L’efficacité du récit repose sur sa capacité à transformer le spectateur en complice de la quête. Chaque recoin de couloir devient un élément à analyser, chaque rotation génère une tension palpable. Conscient du risque d’essoufflement lié à la répétition, le réalisateur introduit des changements de perspective radicaux, abandonnant soudainement un personnage pour adopter le regard d’un autre, relançant constamment l’intrigue.
Une métaphore sociale percutante
Au-delà de son aspect spectaculaire, « Exit 8 » fonctionne comme une allégorie de notre époque. Le tunnel souterrain évoque l’environnement professionnel moderne et une société gouvernée par le non-dit.

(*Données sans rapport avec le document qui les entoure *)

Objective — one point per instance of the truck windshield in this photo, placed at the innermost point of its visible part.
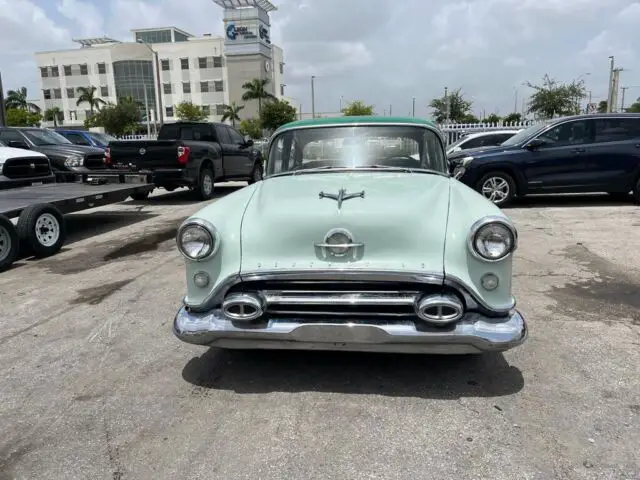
(379, 146)
(45, 137)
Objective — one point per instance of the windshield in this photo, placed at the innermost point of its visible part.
(525, 134)
(102, 138)
(45, 137)
(378, 146)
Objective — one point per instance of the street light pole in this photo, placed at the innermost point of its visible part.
(158, 92)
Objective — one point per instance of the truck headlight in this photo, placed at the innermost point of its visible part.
(492, 239)
(197, 239)
(74, 161)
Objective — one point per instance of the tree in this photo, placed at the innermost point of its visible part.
(118, 119)
(190, 112)
(255, 90)
(251, 127)
(53, 114)
(230, 112)
(459, 108)
(18, 99)
(513, 118)
(88, 95)
(635, 107)
(357, 108)
(277, 113)
(553, 98)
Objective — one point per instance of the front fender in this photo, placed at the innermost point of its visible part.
(466, 206)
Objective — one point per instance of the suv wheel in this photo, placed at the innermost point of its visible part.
(497, 187)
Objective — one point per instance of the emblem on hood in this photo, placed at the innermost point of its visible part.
(341, 196)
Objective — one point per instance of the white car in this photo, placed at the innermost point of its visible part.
(481, 139)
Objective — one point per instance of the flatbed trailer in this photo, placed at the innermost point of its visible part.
(40, 209)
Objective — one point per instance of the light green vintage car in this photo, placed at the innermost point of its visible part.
(356, 239)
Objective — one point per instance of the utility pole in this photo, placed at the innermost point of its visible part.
(313, 97)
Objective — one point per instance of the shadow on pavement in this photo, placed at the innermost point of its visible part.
(425, 376)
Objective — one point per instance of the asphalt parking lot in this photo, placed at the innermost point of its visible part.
(94, 384)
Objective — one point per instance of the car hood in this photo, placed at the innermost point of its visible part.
(67, 150)
(401, 221)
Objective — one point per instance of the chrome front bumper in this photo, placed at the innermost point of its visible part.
(474, 333)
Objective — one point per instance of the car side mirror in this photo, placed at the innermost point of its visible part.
(17, 144)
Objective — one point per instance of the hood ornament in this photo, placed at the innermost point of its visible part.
(341, 196)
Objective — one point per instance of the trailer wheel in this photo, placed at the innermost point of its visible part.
(41, 227)
(9, 243)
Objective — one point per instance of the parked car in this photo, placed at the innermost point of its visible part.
(83, 137)
(19, 168)
(192, 154)
(577, 154)
(481, 139)
(65, 157)
(367, 248)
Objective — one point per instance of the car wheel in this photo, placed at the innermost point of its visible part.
(9, 243)
(497, 187)
(256, 175)
(41, 228)
(204, 190)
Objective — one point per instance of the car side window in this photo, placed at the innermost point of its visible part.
(577, 132)
(617, 130)
(236, 138)
(223, 134)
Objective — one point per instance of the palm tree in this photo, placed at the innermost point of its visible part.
(53, 114)
(18, 99)
(231, 113)
(255, 90)
(88, 95)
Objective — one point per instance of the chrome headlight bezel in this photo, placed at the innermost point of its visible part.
(209, 229)
(485, 222)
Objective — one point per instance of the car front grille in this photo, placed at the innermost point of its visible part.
(94, 161)
(26, 167)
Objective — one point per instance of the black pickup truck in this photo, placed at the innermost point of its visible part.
(191, 154)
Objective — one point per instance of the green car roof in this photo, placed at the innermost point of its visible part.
(348, 120)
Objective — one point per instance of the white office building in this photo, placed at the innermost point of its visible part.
(166, 66)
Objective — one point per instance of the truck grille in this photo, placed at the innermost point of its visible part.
(26, 167)
(94, 161)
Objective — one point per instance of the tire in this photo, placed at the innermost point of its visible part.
(140, 195)
(41, 228)
(256, 175)
(9, 243)
(497, 187)
(204, 189)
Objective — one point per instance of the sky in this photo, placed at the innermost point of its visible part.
(383, 52)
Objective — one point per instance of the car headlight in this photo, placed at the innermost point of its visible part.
(197, 239)
(74, 161)
(492, 239)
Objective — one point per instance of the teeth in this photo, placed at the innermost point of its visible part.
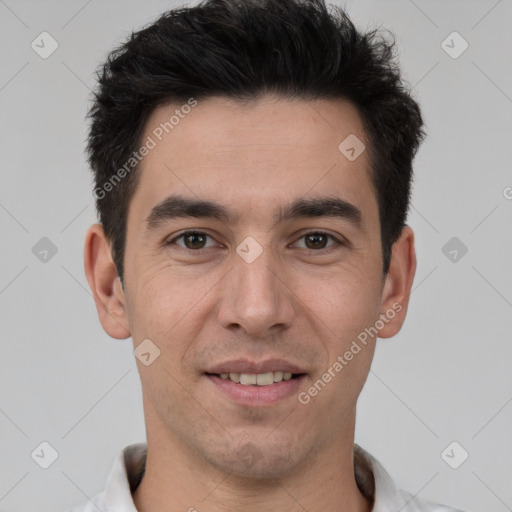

Inspiré par les travaux de l’artiste hollandais Maurits Cornelis Escher sur les illusions architecturales, le film invite à l’éveil des consciences.
Le message se révèle progressivement : face aux dysfonctionnements et aux injustices, l’indifférence n’est plus acceptable. Dans cet univers clos qui reflète nos comportements sociaux, Kawamura nous rappelle qu’ignorer les problèmes ne les fait pas disparaître – il faut parfois accepter de faire demi-tour pour mieux avancer et combattre l’injustice.